Where did you guys get your small, battery-powered fans?


----------



## Jesie (May 6, 2010)

Let me know if you see a Radio Shack...


----------



## Slyck (May 6, 2010)

Get a 40mm computer fan from Newegg. 8 AA's will power it for a long time.


----------



## Lobar (May 6, 2010)

Slyck said:


> Get a 40mm computer fan from Newegg. 8 AA's will power it for a long time.



Yeah, computer case fans are the way to go here.  Just hook the wires up to a battery compartment and away you go.


----------



## EdieFantabulous (May 6, 2010)

Oooo, good idea.


----------



## Error 404 (May 6, 2010)

A 60mm low-noise PC fan would probably be better, since 40mm ones generally make a lot of noise (high pitched whirr).
Running it at 7 volts instead of 12 volts can make it quieter still.


----------



## Hyasinth (May 7, 2010)

Matrices has a tutorial for this!

http://www.matrices.net/fans.asp


----------



## RoseHexwit (May 10, 2010)

Here's some closure for you guys.

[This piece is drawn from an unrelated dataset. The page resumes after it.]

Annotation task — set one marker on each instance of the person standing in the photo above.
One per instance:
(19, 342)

My dad harvested a fan from an old computer and got a few extra wires and things from Radio Shack. I now have a small, battery-powered fan for the reasonable price of ten dollars. 

Thanks for everyone's help! :3


----------



## Stargazer Bleu (May 11, 2010)

The suit i have, had one built right in. Some places, or people can put them in when making the suit.

Or can get one like you did and put one in your self.


----------



## KarabinerCoyote (May 11, 2010)

I picked up a few small cooling fans from salvaged computer circuit boards bought ar a recent yard sale. A bit dusty, but serviceable.


----------